As Senate Finance Committee Chairman Orrin Hatch, R-UT, told a half-empty hearing room, the Democrats do not have the votes to stop any of Trump’s cabinet appointments. That is because the GOP only needs a simply majority to confirm them.

“I’m really disappointed that my friends on the other side, Democrats on the other side, are deliberately boycotting,” he said. “Why that’s an important thing for them, I’ll never understand, because these two nominees are going to go through regardless.”

“I think this is a completely unprecedented level of obstruction… We did not inflict this kind of obstructionism on President Obama,” said Sen. Patrick J. Toomey, R-PA. “This is not what the American people expect of the United States Senate.”

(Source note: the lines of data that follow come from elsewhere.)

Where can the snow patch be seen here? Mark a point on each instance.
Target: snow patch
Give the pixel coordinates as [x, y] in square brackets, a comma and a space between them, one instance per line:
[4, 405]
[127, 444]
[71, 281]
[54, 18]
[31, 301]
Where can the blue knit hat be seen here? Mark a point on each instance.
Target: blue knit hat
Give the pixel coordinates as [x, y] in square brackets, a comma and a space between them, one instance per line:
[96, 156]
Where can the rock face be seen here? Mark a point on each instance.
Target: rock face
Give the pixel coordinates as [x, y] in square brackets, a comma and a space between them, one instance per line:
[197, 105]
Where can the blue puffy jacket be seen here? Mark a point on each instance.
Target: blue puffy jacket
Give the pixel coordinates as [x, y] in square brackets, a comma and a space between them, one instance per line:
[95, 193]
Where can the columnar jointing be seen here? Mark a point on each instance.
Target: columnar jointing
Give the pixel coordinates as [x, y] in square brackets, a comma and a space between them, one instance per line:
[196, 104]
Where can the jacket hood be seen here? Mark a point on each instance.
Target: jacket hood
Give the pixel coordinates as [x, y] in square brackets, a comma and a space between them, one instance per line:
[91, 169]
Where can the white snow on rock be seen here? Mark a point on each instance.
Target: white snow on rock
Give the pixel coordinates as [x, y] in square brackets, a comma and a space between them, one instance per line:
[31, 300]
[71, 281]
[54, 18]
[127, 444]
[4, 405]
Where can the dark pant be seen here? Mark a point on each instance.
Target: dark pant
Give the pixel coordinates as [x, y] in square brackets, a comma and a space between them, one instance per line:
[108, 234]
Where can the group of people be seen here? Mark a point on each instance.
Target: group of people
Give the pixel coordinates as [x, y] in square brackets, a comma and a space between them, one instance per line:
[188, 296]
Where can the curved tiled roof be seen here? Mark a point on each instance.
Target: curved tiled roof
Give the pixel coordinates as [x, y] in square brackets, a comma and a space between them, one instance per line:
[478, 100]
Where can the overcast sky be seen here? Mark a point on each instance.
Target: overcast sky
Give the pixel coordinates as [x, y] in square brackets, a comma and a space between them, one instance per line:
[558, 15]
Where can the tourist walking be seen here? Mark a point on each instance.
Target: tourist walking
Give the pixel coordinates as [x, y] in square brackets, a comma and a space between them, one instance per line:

Those statements are as disingenuous as they are absurd, especially in light of the Senate GOP’s obstruction and theft of Obama’s final Supreme Court nomination. Under the Senate’s current rules—which the Republicans may yet jettison—Trump’s nominee needs 60 votes to be confirmed. This is Trump’s only appointment where Senate Democrats have the power to block the president and the stakes could not be more consequential.

That’s why a spectrum of pro-democracy activists were gathering on the Supreme Court steps Tuesday night and preparing to rally and demonstrate to oppose Trump’s choice.

“Preserving Americans’ rights and basic constitutional values depends on having justices with the strength and willingness to stand up against serious abuses of power – even if it means rising above usual ideological alliances to reject bad behavior and legal arguments by the White House occupant who named them,” wrote Dorothy Samuels and Alicia Bannon, a senior fellow and senior counsel, respectively, at the Brennan Center for Justice at NYU School of Law.

History has shown that the Supreme Court serves its constitutional purpose when it stands apart from the politically powerful and wealthy to help Americans live with greater dignity, freedom and access to justice. Trump's selection of Gorsuch, a right-winger who has sided with religious zealots, goes against that grain.